Katwijk – FC Rijnvogels was voor velen misschien een doorsnee en onbeduidend bekerpotje, maar niet voor Danny de Jel. De linksback was in de zevende hemel over het halfuurtje speeltijd dat hem werd gegund. Bijna anderhalve maand nadat bij De Jel de ziekte van Pfeiffer was geconstateerd, stond hij alweer op het veld. ,,Ik ben als een kind zo blij.”
Begin oktober leefde iedereen op de Krom nog tussen hoop en vrees over De Jel. De Hagenaar bleek de ziekte van Pfeiffer te hebben. Het vervelende daarvan is dat er geen termijn aan gekoppeld kan worden. Of zoals trainer Dick Schreuder zei: ,,Hij kan over drie weken terug zijn, maar het kan ook een jaar duren.”
De Jel toonde zich in een interview met VIDB strijdbaar en zei van het positieve scenario uit te gaan. Uiteindelijk kreeg hij het gelijk aan zijn zijde. Anderhalve week geleden speelde De Jel mee bij het tweede, en zaterdag volgde zijn rentree in de hoofdmacht. De linkspoot denkt vrijwel zeker van de ziekte van Pfeiffer verlost te zijn.
Niet nodig
,,Je voelt gewoon dat de ziekte uit je lichaam is. Ik merk de laatste twee weken dat ik weer energiek ben en weer lange dagen kan maken. Voor de zekerheid zou ik nog bloed moeten laten prikken, om te kijken of het volledig uit mijn lichaam is. Maar zoals ik me nu voel, denk ik dat het niet nodig is.”
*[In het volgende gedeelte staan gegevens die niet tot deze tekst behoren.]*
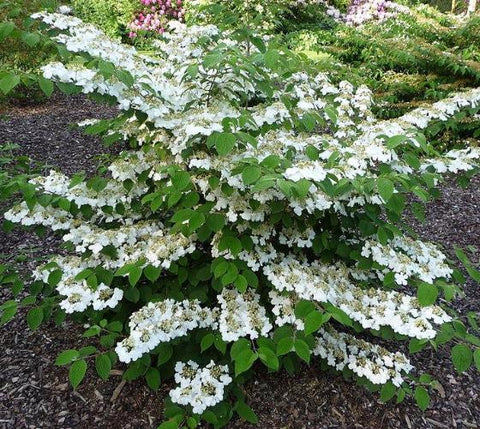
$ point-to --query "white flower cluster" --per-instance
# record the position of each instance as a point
(372, 308)
(241, 315)
(160, 322)
(367, 360)
(113, 194)
(284, 309)
(88, 236)
(414, 258)
(79, 294)
(200, 387)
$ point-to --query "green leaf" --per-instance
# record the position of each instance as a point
(387, 392)
(67, 356)
(476, 358)
(244, 361)
(46, 86)
(422, 398)
(251, 174)
(215, 222)
(34, 317)
(8, 82)
(269, 358)
(427, 294)
(461, 357)
(54, 277)
(285, 345)
(385, 188)
(223, 142)
(134, 275)
(31, 39)
(77, 372)
(103, 365)
(206, 342)
(314, 320)
(245, 412)
(6, 29)
(170, 424)
(238, 347)
(165, 352)
(394, 141)
(8, 310)
(303, 350)
(152, 273)
(153, 378)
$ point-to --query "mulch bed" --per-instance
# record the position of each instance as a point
(34, 393)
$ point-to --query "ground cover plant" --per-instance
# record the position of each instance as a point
(256, 218)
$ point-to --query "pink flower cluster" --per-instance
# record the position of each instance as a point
(155, 15)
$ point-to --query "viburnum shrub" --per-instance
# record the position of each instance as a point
(256, 219)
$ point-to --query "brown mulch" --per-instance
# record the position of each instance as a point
(34, 393)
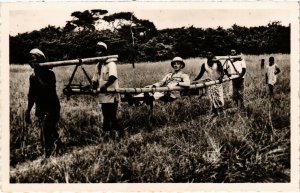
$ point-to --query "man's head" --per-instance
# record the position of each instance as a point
(210, 55)
(36, 56)
(233, 52)
(271, 60)
(101, 49)
(177, 63)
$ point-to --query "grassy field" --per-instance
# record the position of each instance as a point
(174, 142)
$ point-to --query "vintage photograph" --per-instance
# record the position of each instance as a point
(123, 93)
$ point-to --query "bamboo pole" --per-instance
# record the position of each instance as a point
(77, 61)
(164, 89)
(228, 57)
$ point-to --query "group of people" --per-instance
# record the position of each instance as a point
(42, 90)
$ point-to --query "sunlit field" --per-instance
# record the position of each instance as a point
(173, 142)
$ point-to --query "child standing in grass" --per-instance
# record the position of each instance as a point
(271, 75)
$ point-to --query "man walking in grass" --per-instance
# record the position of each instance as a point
(271, 75)
(42, 93)
(214, 71)
(106, 77)
(239, 66)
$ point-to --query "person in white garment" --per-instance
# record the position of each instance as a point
(271, 75)
(214, 71)
(106, 77)
(239, 65)
(172, 79)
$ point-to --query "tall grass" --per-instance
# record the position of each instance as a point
(174, 142)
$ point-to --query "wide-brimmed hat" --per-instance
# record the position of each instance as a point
(41, 56)
(178, 59)
(102, 44)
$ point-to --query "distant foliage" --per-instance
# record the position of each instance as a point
(138, 40)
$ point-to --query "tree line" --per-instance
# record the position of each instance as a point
(136, 40)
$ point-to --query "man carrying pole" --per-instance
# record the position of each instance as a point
(42, 93)
(105, 78)
(214, 71)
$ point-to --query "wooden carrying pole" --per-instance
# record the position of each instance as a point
(162, 89)
(228, 57)
(77, 61)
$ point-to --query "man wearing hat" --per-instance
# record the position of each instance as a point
(175, 78)
(214, 71)
(42, 93)
(238, 83)
(106, 77)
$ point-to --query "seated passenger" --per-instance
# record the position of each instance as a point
(172, 79)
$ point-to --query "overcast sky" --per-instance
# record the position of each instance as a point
(21, 21)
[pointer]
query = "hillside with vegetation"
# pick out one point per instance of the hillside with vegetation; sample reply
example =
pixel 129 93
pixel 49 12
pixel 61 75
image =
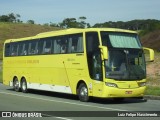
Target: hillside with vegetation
pixel 149 30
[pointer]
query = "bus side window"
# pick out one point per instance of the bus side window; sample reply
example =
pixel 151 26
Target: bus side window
pixel 93 56
pixel 14 49
pixel 20 49
pixel 64 42
pixel 33 48
pixel 7 50
pixel 75 43
pixel 46 43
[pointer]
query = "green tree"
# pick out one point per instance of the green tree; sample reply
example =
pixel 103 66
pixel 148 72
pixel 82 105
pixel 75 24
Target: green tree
pixel 30 22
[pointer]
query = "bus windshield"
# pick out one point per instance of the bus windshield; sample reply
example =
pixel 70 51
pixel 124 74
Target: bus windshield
pixel 126 58
pixel 125 64
pixel 120 40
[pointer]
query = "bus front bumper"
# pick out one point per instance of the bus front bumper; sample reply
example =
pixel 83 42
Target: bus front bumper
pixel 111 92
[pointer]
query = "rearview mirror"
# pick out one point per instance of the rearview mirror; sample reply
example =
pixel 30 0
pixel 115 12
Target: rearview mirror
pixel 104 52
pixel 149 54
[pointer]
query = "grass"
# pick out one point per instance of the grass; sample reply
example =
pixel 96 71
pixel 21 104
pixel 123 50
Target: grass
pixel 0 76
pixel 153 90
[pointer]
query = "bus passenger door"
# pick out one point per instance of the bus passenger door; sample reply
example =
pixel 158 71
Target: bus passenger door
pixel 94 62
pixel 97 76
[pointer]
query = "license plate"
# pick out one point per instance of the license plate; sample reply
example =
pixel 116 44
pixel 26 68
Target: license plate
pixel 128 92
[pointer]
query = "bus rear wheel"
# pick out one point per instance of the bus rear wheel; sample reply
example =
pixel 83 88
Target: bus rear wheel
pixel 24 85
pixel 16 85
pixel 83 93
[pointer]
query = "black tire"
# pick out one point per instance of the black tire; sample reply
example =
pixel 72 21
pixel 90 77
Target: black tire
pixel 16 85
pixel 83 92
pixel 24 85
Zijn vlotte herstel is ook voor De Jel een verrassing. ,,Ik had eigenlijk niet verwacht zo snel terug te komen. In het begin was ik echt goed ziek. De eerste twee weken heb ik nauwelijks iets gegeten. In totaal was ik zes kilo kwijtgeraakt.” Inmiddels heeft De Jel de helft daarvan weer terug. ,,Door krachttraining te doen, maar ook weer door normaal te eten.”
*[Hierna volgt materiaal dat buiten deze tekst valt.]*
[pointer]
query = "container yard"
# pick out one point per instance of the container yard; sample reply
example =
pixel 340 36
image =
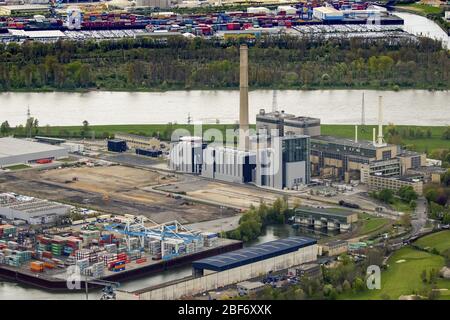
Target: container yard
pixel 81 24
pixel 114 248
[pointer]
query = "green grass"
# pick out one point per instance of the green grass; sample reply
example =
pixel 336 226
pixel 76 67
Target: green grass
pixel 404 278
pixel 420 8
pixel 17 167
pixel 401 206
pixel 365 133
pixel 370 224
pixel 439 240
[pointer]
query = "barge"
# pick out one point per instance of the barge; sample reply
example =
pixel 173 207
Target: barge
pixel 55 283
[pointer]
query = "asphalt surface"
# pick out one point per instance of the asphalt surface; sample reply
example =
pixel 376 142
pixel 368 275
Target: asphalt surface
pixel 420 216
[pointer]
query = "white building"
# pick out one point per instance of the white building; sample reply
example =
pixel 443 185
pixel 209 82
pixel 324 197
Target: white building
pixel 18 151
pixel 283 162
pixel 29 209
pixel 186 155
pixel 228 164
pixel 327 13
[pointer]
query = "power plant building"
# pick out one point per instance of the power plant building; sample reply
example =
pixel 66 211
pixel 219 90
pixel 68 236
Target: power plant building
pixel 286 123
pixel 284 163
pixel 228 164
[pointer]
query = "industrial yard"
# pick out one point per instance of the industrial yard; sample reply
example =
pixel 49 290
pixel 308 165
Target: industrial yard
pixel 112 189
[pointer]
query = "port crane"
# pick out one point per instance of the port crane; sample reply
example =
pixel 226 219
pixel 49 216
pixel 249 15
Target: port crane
pixel 172 230
pixel 108 292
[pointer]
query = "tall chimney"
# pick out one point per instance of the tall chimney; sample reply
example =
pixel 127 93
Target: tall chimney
pixel 380 121
pixel 243 102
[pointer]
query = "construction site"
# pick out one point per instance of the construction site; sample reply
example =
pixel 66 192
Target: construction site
pixel 111 189
pixel 105 248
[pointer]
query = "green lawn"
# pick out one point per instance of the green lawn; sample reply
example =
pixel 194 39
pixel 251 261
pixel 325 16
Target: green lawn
pixel 17 167
pixel 403 278
pixel 345 131
pixel 369 224
pixel 372 225
pixel 439 240
pixel 365 132
pixel 420 8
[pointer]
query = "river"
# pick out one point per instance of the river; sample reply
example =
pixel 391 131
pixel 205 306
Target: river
pixel 413 107
pixel 10 290
pixel 422 26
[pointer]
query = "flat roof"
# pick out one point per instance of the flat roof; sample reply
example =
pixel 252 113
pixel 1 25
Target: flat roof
pixel 15 147
pixel 349 142
pixel 334 211
pixel 253 254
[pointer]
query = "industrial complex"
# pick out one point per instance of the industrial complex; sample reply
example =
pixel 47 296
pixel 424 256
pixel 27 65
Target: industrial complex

Van vermoeidheid – het bekendste kenmerk van de ziekte van Pfeiffer – heeft De Jel weinig last gehad. ,,Dat is het niet echt geweest. Ik had keelontsteking. Dat was het voornaamste, en daar moest ik echt vanaf. Uiteindelijk ben ik na 3,5 week weer gaan werken en ook gaan trainen. Het begin was wel wennen. Dat is logisch als je drie of vier weken op bed hebt gelegen.”
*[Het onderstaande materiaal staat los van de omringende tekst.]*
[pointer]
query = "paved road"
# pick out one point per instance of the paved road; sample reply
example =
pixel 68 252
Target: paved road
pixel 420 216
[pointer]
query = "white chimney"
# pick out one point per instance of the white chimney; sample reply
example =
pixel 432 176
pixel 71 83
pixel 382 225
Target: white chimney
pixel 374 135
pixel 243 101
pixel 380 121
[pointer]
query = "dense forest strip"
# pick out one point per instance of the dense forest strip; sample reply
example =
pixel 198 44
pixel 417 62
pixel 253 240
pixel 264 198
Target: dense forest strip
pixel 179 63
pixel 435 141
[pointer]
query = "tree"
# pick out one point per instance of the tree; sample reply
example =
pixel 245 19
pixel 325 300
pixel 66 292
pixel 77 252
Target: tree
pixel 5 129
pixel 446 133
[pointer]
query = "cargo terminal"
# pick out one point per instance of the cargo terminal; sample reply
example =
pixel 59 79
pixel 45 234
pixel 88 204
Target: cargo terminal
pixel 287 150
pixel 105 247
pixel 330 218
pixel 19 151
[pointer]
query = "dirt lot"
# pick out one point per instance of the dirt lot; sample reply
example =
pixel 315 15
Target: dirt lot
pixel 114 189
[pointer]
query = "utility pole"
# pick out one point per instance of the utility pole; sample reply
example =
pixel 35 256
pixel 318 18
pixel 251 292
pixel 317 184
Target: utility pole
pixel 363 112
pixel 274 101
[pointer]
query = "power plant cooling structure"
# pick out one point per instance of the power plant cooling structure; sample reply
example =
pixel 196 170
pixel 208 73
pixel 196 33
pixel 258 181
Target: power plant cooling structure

De Jel behoorde voor zijn ziekte tot de fitste spelers van Katwijk en stroomde ook weer op een redelijk niveau in. ,,Het was qua conditie niet zoals het was, maar wel voldoende in ieder geval. Ik ben ook voor mezelf extra dingen gaan doen om kracht terug te krijgen. Zoals krachttraining, lopen en sprintjes trekken. Ik wil helemaal fit aan de tweede seizoenhelft beginnen. Alles wat ik nu meepak is extra. Met dit halfuurtje had ik eigenlijk geen rekening gehouden.”
Complimenten
De Jel werd tijdens zijn absentie vervangen door twee rechtspoten. Dat kwam het aanvalsspel niet altijd ten goede. Toch vindt De Jel het te ver gaan om te stellen dat Katwijk hem nodig heeft. ,,Ik vind dat ze het allemaal heel goed hebben gedaan. Complimenten voor Omar en Michiel. Omar is eigenlijk hetzelfde type als mij, maar dan op rechts. Qua voetbal was het misschien wat minder. Ik ben een linkspoot en vind mezelf voetballend sterk. Zoals je tegen Rijnvogels zag, gaat Donny (van Oijen) ook wel weer beter spelen, omdat ik hem kan voeden. Ik probeer gewoon mijn steentje bij te dragen.”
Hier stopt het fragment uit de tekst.